Toutefois, les établissements privés d’enseignement ou de formation professionnelle bénéficiant de l’exonération prévue aux articles 92-I-8° et 123-24° du CGI en vigueur avant le 1er janvier 2024 et pour lesquels le délai d’exonération n’a pas expiré au 31 décembre 2023, continuent de bénéficier de l’exonération précitée jusqu’à expiration dudit délai.

7. Élargissement du champ d’application de la TVA pour appréhender le commerce numérique

Le PLF 2024 prévoit d’instituer une base juridique permettant d’appréhender la fourniture en ligne de services dématérialisés par des fournisseurs non-résidents à des consommateurs finaux. Les mesures proposées se présentent comme suit

  • La révision des règles de la territorialité de la TVA, afin de consacrer le principe de taxation des prestations de services numériques selon le lieu de la résidence du consommateur.
  • À défaut de représentant fiscal au Maroc, l’institution de l’obligation d’identification des fournisseurs non-résidents desdits services numériques sur une plateforme électronique ainsi que l’obligation de déclaration de chiffre d’affaires réalisé et de versement de la TVA due au Maroc sans droit à déduction.

8. Institution du principe de solidarité des dirigeants d’entreprises en matière de TVA

En cas de non-respect des obligations de déclaration et de paiement prévues par le CGI en matière de TVA, le PLF 2024 prévoit que toute personne exerçant directement ou indirectement des fonctions d’administration, de direction ou de gestion de l’entreprise demeure solidairement redevable de la taxe due, des pénalités et majorations y afférentes.

9. Clarification du régime fiscal applicable aux locations de locaux non équipés de TVA ;

En plus des locaux meublés ou garnis et les locaux qui sont équipés pour un usage professionnel ainsi que les locaux se trouvant dans les complexes commerciaux (Mall) y compris les éléments incorporels du fonds de commerce, le PLF 2024 prévoit de soumettre également à la TVA les opérations de locations portant sur les locaux non équipés à usage professionnel acquis ou construits avec bénéfice du droit à déduction ou de l’exonération de TVA.

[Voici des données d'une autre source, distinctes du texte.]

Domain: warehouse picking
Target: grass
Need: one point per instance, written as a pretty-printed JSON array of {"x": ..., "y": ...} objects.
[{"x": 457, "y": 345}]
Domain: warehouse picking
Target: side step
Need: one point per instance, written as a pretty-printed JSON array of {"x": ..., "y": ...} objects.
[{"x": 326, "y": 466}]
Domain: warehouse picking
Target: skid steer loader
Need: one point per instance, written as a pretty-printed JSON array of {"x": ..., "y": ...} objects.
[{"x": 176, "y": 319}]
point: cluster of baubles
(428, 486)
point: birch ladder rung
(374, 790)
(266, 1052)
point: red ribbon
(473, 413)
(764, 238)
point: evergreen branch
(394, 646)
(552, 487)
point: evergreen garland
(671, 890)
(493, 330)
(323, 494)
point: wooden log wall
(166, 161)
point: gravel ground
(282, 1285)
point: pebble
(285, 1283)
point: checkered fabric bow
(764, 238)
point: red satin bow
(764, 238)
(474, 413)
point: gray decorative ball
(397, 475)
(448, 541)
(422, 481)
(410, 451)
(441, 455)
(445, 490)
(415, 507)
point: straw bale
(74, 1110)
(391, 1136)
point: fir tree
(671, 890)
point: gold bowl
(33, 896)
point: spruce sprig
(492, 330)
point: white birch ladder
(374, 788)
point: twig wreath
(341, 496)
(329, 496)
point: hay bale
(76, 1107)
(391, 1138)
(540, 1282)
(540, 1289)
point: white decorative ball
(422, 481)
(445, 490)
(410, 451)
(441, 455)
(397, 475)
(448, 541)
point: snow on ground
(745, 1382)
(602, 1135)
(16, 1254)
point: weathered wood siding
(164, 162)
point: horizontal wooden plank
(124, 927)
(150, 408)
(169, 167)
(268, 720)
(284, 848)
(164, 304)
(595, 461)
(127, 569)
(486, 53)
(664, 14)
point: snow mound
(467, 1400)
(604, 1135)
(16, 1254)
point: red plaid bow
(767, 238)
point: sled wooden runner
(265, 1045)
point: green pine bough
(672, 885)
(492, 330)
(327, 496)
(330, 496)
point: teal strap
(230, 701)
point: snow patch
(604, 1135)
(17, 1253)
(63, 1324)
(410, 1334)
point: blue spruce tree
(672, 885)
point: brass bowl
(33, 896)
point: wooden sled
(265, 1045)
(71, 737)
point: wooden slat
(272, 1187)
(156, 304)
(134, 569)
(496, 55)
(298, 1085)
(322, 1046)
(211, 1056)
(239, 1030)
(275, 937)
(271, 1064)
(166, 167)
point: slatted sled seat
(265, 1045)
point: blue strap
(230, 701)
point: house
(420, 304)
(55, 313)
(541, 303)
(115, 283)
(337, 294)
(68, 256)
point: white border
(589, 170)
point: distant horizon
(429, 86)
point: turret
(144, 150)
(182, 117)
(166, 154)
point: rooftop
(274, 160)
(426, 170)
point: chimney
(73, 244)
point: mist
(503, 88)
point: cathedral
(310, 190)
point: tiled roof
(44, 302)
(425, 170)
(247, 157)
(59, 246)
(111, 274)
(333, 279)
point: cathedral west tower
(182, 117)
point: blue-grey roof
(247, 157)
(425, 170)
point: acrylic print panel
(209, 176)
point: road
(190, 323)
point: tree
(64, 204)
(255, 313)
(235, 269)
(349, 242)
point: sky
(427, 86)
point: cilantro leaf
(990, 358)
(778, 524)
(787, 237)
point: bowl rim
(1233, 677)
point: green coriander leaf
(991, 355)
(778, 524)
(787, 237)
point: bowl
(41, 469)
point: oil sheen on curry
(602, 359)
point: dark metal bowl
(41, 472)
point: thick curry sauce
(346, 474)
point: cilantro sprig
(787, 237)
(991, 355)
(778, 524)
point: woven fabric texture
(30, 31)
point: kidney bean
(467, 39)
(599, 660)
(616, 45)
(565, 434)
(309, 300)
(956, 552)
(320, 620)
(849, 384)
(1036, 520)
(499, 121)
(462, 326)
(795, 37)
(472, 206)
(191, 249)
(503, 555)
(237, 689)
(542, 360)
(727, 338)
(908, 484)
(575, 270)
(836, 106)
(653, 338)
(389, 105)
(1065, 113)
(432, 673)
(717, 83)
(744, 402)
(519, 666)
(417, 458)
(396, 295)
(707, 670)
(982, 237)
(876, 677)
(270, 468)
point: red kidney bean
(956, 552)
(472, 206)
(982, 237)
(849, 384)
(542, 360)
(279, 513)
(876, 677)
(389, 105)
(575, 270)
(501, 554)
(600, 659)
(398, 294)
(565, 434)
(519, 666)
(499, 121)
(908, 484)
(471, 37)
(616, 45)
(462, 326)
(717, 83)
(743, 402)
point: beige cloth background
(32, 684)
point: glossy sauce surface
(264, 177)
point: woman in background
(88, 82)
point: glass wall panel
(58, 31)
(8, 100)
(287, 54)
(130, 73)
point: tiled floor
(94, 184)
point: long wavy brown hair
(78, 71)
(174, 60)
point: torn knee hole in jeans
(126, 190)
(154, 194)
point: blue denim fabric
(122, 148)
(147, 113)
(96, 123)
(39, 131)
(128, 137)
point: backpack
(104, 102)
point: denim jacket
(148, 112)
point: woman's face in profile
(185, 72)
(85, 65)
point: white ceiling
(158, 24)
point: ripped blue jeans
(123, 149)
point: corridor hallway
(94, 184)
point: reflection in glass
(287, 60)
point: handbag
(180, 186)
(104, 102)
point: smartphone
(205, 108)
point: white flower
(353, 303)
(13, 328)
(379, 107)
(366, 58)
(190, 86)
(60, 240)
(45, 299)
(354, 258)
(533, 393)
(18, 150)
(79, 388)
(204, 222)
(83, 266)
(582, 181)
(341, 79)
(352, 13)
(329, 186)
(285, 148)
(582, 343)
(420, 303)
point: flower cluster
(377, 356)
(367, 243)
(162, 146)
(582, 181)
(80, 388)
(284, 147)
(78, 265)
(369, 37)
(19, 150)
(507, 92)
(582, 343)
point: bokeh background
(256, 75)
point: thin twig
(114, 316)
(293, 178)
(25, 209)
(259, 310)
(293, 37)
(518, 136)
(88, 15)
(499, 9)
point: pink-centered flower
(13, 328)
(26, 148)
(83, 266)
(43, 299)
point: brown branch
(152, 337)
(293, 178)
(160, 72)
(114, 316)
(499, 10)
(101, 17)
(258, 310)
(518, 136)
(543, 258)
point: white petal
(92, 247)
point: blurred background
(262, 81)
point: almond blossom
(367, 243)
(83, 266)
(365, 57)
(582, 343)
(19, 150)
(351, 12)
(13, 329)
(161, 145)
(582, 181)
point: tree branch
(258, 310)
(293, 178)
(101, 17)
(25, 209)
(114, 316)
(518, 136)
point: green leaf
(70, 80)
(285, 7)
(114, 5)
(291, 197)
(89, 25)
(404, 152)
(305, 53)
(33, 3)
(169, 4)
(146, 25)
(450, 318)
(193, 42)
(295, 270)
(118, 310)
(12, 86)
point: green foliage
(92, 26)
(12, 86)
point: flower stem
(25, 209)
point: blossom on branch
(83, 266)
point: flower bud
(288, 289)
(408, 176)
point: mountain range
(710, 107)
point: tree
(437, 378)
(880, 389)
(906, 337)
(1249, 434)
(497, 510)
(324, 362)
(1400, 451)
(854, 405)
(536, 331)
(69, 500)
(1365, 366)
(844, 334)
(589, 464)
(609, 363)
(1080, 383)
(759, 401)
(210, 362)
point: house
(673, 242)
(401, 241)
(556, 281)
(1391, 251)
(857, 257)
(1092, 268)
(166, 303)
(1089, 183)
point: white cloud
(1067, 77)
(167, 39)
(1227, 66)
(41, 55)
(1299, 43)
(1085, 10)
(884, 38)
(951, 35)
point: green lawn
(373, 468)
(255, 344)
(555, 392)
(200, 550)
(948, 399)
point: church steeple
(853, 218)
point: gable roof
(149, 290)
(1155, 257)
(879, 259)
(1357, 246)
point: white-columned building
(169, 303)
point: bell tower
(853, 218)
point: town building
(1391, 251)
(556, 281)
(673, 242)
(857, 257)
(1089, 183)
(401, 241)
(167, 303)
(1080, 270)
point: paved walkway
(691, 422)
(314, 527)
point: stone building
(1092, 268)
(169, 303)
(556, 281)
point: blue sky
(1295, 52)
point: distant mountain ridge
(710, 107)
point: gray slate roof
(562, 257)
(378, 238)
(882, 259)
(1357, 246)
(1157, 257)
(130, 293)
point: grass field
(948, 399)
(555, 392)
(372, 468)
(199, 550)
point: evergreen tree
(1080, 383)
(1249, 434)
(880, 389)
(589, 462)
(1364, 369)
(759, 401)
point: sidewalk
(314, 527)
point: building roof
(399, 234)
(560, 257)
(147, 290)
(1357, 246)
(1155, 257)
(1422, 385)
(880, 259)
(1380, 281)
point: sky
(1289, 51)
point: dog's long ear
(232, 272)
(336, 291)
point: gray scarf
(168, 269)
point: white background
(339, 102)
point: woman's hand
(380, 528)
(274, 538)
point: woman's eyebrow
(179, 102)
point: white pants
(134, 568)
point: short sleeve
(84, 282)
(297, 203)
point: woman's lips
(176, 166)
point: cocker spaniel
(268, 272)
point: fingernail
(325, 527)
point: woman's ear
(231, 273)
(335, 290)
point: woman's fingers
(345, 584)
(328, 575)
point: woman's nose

10. Précision sur le délai de forclusion lié à l’exercice du droit à déduction :

Le PLF 2024 prévoit que le contribuable peut exercer le droit à déduction d’une TVA supportée au cours du mois de l’établissement des quittances de douane ou du paiement partiel ou intégral des factures ou mémoires établis au nom du bénéficiaire au lieu de l’expiration du mois de l’établissement de ces quittances.

Si le contribuable ne formule pas sa demande de déduction dans un délai d’une année à partir du jour où le droit à déduction commence à courir, il écope d’une amende de 15% du montant de cette TVA qui ne peut être inférieure à cinq cents (500) dirhams.

11. Extension de l’exonération de la TVA aux prestations de services liées aux équipements et matériels militaires acquis par les organes chargés de la défense nationale, de la sécurité et du maintien de l’ordre public.

  • Mesures spécifiques aux Droits d’Enregistrement

1. Alignement des taux des droits d’enregistrement applicables aux actes d’attribution de locaux ou terrains par les coopératives et les associations à leurs membres

Les actes d’attribution de logements aux coopérateurs des coopératives d’habitation sont soumis au droit fixe de 200 MAD selon des conditions prévues par le code général des impôts ou au droit proportionnel de 4% lorsque ces conditions ne sont pas respectées. En revanche, les actes d’attribution de logements aux adhérents des associations d’habitation sont soumis au taux de 1,5%.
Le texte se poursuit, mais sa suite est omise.